Polaroid Spectra
Polaroid introduced the Spectra system of cameras in the early 1980s. It was intended to be an all-new line of cameras, and had a corresponding new film. Spectra, or Image, film is different from 600 integral film in that it has a different image format: a rectangular 9.2 x 7.3cm rather than 600 film's square format. The Spectra also sports a better lens and takes higher-quality pictures than a conventional 600 Polaroid camera, due to the camera's higher build quality and larger print area.
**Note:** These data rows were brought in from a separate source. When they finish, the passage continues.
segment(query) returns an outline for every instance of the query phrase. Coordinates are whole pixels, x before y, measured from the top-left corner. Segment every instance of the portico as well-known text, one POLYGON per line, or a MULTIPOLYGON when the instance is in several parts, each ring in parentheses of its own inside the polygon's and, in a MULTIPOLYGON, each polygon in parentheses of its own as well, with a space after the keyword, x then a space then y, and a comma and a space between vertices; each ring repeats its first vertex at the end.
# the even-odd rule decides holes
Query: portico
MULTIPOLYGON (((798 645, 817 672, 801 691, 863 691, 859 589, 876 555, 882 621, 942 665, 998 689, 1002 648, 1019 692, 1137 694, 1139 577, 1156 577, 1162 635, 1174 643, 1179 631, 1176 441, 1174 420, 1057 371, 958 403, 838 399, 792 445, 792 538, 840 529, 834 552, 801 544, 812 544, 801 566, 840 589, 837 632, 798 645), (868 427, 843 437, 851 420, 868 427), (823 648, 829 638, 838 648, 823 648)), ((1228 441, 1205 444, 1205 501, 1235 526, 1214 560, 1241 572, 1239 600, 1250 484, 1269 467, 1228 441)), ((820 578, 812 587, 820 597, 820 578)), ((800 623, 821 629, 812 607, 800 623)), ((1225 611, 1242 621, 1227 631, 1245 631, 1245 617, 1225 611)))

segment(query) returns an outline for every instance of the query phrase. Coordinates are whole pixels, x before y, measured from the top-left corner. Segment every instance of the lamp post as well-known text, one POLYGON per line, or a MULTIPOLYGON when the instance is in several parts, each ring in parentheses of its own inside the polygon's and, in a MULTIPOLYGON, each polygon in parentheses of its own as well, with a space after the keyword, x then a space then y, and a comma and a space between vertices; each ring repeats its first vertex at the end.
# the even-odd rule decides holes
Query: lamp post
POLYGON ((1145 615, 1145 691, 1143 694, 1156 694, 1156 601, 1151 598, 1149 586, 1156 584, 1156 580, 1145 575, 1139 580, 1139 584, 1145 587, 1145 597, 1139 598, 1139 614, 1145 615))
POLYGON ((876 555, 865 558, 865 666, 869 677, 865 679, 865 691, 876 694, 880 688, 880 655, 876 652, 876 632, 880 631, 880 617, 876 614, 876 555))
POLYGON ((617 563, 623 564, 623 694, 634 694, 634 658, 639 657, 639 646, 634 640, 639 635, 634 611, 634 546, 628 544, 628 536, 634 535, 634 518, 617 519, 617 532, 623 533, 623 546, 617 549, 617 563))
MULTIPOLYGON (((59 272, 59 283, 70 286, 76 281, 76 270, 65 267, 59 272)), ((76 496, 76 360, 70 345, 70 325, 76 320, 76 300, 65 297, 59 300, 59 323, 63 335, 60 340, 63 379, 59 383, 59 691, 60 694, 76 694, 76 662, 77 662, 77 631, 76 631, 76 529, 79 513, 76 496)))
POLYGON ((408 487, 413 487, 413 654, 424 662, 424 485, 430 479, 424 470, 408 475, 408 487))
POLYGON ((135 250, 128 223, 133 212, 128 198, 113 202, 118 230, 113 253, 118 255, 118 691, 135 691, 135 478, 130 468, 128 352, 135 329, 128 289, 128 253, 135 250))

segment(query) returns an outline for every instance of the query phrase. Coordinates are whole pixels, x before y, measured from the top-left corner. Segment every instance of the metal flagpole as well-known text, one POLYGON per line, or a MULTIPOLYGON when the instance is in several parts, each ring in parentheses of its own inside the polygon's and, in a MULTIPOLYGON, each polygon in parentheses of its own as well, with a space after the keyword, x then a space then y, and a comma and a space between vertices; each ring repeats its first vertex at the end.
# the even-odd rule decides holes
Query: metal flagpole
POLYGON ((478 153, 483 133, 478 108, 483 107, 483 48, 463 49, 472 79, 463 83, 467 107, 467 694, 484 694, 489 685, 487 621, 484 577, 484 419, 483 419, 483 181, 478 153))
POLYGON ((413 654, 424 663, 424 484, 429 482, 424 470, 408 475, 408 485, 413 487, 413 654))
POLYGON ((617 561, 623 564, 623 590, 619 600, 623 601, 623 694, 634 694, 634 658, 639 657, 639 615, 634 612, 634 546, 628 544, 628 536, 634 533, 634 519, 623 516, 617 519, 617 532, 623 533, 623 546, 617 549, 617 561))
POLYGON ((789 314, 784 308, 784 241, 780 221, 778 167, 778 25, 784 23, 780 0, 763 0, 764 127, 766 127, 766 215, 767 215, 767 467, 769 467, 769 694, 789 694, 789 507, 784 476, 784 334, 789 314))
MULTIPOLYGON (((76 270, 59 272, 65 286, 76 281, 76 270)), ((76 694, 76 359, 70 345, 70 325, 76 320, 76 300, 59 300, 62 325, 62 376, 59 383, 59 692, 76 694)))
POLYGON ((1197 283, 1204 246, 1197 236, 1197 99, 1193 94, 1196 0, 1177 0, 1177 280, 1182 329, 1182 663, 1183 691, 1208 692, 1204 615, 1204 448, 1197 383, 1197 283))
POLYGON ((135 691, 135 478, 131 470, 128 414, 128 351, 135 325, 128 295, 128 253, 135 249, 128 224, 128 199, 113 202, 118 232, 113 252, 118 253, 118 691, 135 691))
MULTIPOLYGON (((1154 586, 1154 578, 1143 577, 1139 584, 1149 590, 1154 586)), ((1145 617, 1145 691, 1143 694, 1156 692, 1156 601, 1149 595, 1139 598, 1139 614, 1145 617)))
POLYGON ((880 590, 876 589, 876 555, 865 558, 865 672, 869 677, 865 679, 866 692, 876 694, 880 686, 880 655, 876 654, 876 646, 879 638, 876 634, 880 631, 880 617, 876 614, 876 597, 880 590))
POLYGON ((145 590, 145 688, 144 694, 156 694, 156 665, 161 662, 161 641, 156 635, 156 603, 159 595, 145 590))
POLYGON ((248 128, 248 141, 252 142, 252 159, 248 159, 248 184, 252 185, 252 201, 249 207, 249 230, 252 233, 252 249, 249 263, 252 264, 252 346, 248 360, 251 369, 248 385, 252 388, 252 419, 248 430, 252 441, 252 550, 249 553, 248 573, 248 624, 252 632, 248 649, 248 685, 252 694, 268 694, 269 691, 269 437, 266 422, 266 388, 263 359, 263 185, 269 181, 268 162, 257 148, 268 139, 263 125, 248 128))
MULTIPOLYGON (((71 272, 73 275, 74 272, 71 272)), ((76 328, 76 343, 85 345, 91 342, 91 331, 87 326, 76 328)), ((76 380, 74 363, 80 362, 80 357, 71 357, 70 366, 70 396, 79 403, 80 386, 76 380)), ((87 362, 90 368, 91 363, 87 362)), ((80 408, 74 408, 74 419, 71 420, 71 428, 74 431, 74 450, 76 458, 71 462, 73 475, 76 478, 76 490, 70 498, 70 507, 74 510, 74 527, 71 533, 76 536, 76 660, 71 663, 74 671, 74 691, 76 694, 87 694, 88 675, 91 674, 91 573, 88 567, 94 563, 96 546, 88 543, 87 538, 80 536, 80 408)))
Over time, Polaroid has introduced many variants of the Spectra, but most include a glass lens, self-timer, automatic exposure, and sonar autofocus; in many cases the addition or removal of user control is the only distinguishing characterisic between models (eg Spectra 2 has only exposure adjustment; Spectra 'E' only has AF, flash and lighten/darken controls and the original Spectra has these plus LCD display, self-timer and volume controls). The Spectra also has many optional accessories, such as closeup kits and law enforcement kits.
Contents
Spectra Variants
Spectra Onyx
Sports a semi-translucent grey body
Spectra 1200FF
Different folding mechanism, including plastic bellows.
ProCam
Sideways folding mechanism, shorter focal-length lens for wider field of view, time/date stamp capability
Macro 5 SLR
Single-lens-reflex designed primarily for medical and forensic work. Five preset magnifications: 0.2×, 0.4×, 1.0×, 2.0×, and 3.0×. Three optional supplementary lenses provide 0.67× and 5.0× (contact and non-contact) magnification. Though the Macro 5 has true SLR viewing (with a grid for alignment), focus is achieved by aligning two light beams on the subject. Twin electronic flashes can be used together, separately, or shut off. A PC socket permits use of external flash. An optional polarizer attachment reduces glare from non-metallic surfaces. The image can be stamped with a time or date.
Spectra Pro
The camera itself is THE warlock of all Spectra cameras.
This camera was first introduced in the year 1990.
The key features of this camera:
- Manual Focusing
- Time Exposures
- Programmed Time Exposures
- Manual Time Exposures
- Back-lighting
- Sequential pictures
- Self-timed sequential pictures
- Variable sequential pictures
- Multiple exposures
Before Polaroid produced the Spectra pro, Minolta licensed and marketed the same camera under the name of the Minolta Instant Pro.